其中,IPMI(Intelligent Platform Management Interface)即智能平台管理接口是使硬件管理具备“智能化”的新一代通用接口标准。用户可以利用IPMI监视服务器的物理特征,如温度、电压、电扇工作状态、电源供应以及机箱入侵等。Ipmi最大的优势在于它是独立于CPU BIOS和OS的,所以用户无论在开机还是关机的状态下,只要接通电源就可以实现对服务器的监控。Ipmi是一种规范的标准,其中最重要的物理部件就是BMC(Baseboard Management Controller如图1),一种嵌入式管理微控制器,它相当于整个平台管理的“大脑”,通过它ipmi可以监控各个传感器的数据并记录各种事件的日志。
硬件监测数据是记录服务器中各个部件运行状态的数据,包括机器ID、部件ID以及运 行时产生的故障等信息。
S30.若系统当前时间满足定时周期,则激活定期任务,获取定时周期对应的日志信息。
具体地,当系统当前时间满足定时周期时,服务器可自行激活定时任务,执行定时任务对应的任务,无需人工启动。

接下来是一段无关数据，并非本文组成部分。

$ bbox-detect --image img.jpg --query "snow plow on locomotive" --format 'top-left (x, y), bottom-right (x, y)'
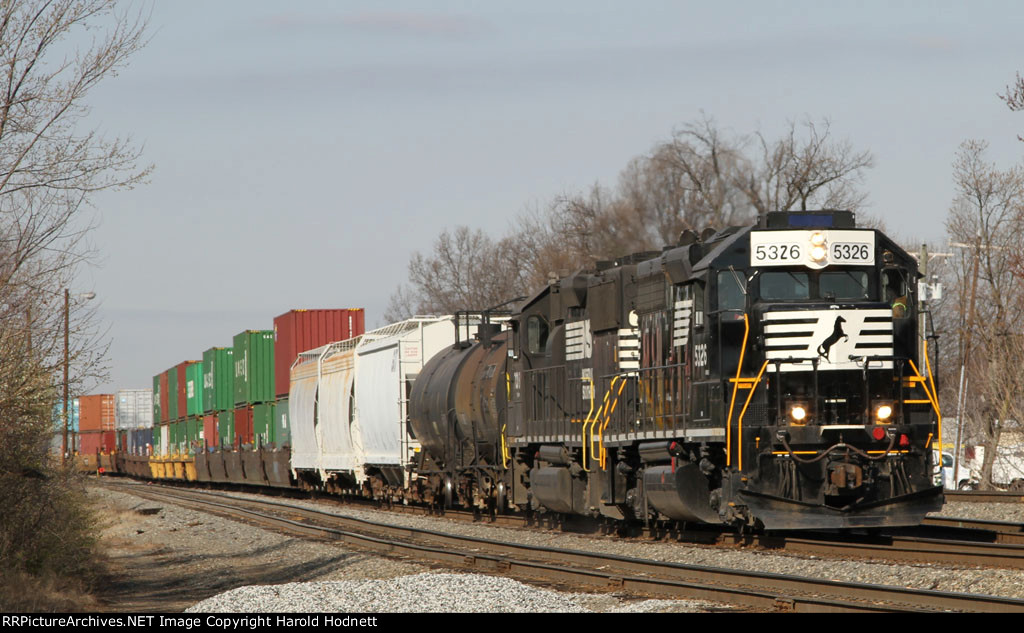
top-left (440, 211), bottom-right (943, 530)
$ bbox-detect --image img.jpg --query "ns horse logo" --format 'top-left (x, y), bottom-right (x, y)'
top-left (818, 317), bottom-right (850, 361)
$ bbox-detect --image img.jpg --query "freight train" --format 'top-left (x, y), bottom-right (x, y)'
top-left (96, 211), bottom-right (943, 530)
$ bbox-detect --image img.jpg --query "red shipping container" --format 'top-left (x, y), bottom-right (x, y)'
top-left (203, 415), bottom-right (220, 449)
top-left (273, 307), bottom-right (366, 397)
top-left (234, 406), bottom-right (253, 447)
top-left (78, 431), bottom-right (105, 455)
top-left (160, 372), bottom-right (171, 422)
top-left (78, 393), bottom-right (115, 432)
top-left (172, 361), bottom-right (203, 420)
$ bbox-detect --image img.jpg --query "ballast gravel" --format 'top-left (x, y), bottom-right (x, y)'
top-left (90, 477), bottom-right (1024, 613)
top-left (185, 574), bottom-right (701, 614)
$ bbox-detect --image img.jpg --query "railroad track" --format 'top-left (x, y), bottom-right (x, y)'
top-left (103, 486), bottom-right (1024, 613)
top-left (943, 491), bottom-right (1024, 503)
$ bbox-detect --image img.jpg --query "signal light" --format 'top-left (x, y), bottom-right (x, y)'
top-left (790, 405), bottom-right (807, 424)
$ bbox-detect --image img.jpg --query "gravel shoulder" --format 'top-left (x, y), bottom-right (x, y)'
top-left (89, 477), bottom-right (1024, 613)
top-left (88, 487), bottom-right (427, 613)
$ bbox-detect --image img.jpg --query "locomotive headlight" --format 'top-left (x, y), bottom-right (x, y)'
top-left (790, 405), bottom-right (807, 424)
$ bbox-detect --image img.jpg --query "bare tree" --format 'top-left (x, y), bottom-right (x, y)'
top-left (997, 73), bottom-right (1024, 140)
top-left (386, 226), bottom-right (520, 320)
top-left (0, 0), bottom-right (148, 610)
top-left (737, 119), bottom-right (874, 213)
top-left (388, 116), bottom-right (872, 314)
top-left (946, 140), bottom-right (1024, 487)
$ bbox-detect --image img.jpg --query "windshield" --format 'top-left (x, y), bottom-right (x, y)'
top-left (818, 270), bottom-right (868, 299)
top-left (758, 269), bottom-right (871, 301)
top-left (761, 270), bottom-right (811, 301)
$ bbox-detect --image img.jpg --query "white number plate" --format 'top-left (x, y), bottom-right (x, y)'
top-left (751, 229), bottom-right (874, 268)
top-left (828, 242), bottom-right (874, 263)
top-left (752, 242), bottom-right (804, 265)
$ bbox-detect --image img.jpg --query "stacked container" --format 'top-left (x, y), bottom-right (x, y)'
top-left (164, 367), bottom-right (180, 422)
top-left (203, 347), bottom-right (234, 413)
top-left (203, 347), bottom-right (234, 451)
top-left (171, 361), bottom-right (203, 420)
top-left (154, 372), bottom-right (171, 422)
top-left (233, 330), bottom-right (276, 407)
top-left (53, 397), bottom-right (81, 432)
top-left (185, 362), bottom-right (206, 417)
top-left (78, 393), bottom-right (116, 432)
top-left (273, 308), bottom-right (366, 397)
top-left (114, 387), bottom-right (152, 430)
top-left (150, 374), bottom-right (162, 424)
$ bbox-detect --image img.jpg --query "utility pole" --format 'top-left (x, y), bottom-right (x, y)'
top-left (953, 234), bottom-right (981, 486)
top-left (60, 288), bottom-right (71, 463)
top-left (60, 288), bottom-right (96, 463)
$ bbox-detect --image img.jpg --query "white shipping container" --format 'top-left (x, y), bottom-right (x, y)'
top-left (114, 389), bottom-right (153, 431)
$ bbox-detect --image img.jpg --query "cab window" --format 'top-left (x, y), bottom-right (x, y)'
top-left (526, 314), bottom-right (548, 354)
top-left (818, 270), bottom-right (868, 299)
top-left (718, 270), bottom-right (745, 310)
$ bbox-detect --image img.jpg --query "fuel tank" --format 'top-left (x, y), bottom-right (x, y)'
top-left (410, 325), bottom-right (508, 468)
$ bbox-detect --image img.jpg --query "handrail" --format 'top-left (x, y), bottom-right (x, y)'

S40.基于定时周期对应的日志信息,获取机型预警等级或部件预警等级。
其中,机型预警等级是服务器预设的基于当前机型故障率划分的不同的安全性等级,用于基于不同的安全性等级启动不同的预警响应行为,每一预警响应行为即为等级预警响应,举例如下:
机型预警等级:一级预警等级、二级预警等级、三级预警等级。
等级预警响应:对于一级预警等级,即刻进行维护。
对于二级预警等级,可在预设二级周期响应时间每日晚8点进行维护。
对于三级预警等级,可在预设三级周期响应时间每周五晚8点进行维护。
部件预警等级是服务器预设的基于当前部件故障率分别划分的不同的安全性等级,用于基于不同的安全性等级启动不同的预警响应行为,每一预警响应行为即为等级预警响应,举例如下:
机型预警等级:一级预警等级、二级预警等级、三级预警等级。
等级预警响应:对于一级预警等级,即刻进行维护。
对于二级预警等级,可在预设二级周期响应时间每日晚8点进行维护。
对于三级预警等级,可在预设三级周期响应时间每周五晚8点进行维护。
S50.若机型预警等级或部件预警等级达到预设报告等级,则基于机型维护记录表,提取每一在线机型在定时周期内的周期故障原因。
其中,预设报告等级是服务器设定的满足需要形成周期故障分析报告的等级,比如,于本实施例,可将一级预警等级和二级预警等级设定为预设报告等级。
周期故障原因是基于定时周期形成的当前周期内同一机型或者同一部件类型出现的故障原因。进一步地,周期故障原因还可对故障原因按原因相似度进行排序,以便维护人员及时从周期故障原因中获取定时周期内相同机型或相同部件类型存在的共性问题。可以理解地,周期故障分析原因利于维护人员基于共性问题进行系统升级等维护和升级措施。
步骤S50中,当服务器检测到机型预警等级或部件预警等级满足预设报告等级时,应及时形成周期故障原因,以便维护人员从该周期故障原因中获取机型或者部件类型的共性问题。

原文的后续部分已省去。